The famous planes retired for good in October after 27 years of flight, closing a chapter in the history of aviation. But many admirers are still hoping to acquire their own little piece of history: Concorde air-pressure indicators, signed window panels, high-pressure turbine disks, cabin seats, manuals, or china.
"There is something magical about the Concorde for everyone," says sale organizer Emmanuelle Vidal at the presale exhibition, which has attracted a huge crowd. "The Concorde is a citizen of the world, and in France, a lot of emotion is associated with it because it symbolizes French and British technological genius."

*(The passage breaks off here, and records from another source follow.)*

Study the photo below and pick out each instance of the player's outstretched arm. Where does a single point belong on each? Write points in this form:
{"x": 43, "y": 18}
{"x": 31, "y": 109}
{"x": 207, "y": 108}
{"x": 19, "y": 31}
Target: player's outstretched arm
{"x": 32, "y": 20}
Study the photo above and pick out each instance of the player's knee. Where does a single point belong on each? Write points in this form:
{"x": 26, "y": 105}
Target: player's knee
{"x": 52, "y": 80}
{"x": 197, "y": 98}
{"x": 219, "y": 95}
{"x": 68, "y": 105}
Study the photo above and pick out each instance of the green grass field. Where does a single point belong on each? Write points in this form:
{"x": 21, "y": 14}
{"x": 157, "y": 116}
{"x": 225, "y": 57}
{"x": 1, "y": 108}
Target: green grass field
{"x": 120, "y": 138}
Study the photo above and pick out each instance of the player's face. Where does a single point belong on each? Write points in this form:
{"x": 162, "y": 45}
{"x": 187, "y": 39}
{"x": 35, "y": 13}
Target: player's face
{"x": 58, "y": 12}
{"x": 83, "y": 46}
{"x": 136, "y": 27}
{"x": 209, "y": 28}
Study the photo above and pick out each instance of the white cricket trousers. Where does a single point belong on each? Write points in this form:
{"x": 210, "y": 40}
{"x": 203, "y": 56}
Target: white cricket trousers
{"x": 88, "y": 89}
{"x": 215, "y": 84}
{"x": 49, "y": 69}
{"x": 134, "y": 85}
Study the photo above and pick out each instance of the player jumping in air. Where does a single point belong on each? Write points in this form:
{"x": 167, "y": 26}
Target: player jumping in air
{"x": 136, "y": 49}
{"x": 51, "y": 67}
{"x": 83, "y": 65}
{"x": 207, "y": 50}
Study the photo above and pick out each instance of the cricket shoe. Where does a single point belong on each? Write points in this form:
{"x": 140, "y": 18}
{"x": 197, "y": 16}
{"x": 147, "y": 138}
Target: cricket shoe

The item that has attracted the most attention is the white conical nose, which captured the essence of the Concorde's sleek and streamlined design. "If I could afford it, I would buy the nose and put it in my sitting room," says a Frenchman admiring the sale's pièce de résistance, which stands in its own room. "It's so sad that it's all over."
Some fans are just curious to see pieces of a technological marvel up close. "I'm not sure these parts are really very beautiful or that I would want them in my house," says one viewer. "But I came to see them for sentimental reasons."
Others are hoping for a more modest share of aviation glory. "I thought one day I would be able to afford a ticket [on the Concorde], but it's too late," says a young Parisienne. "It would be a dream to own one of the dinner sets. To be able to say that you will be eating on plates which were used on the Concorde - well, that is something else."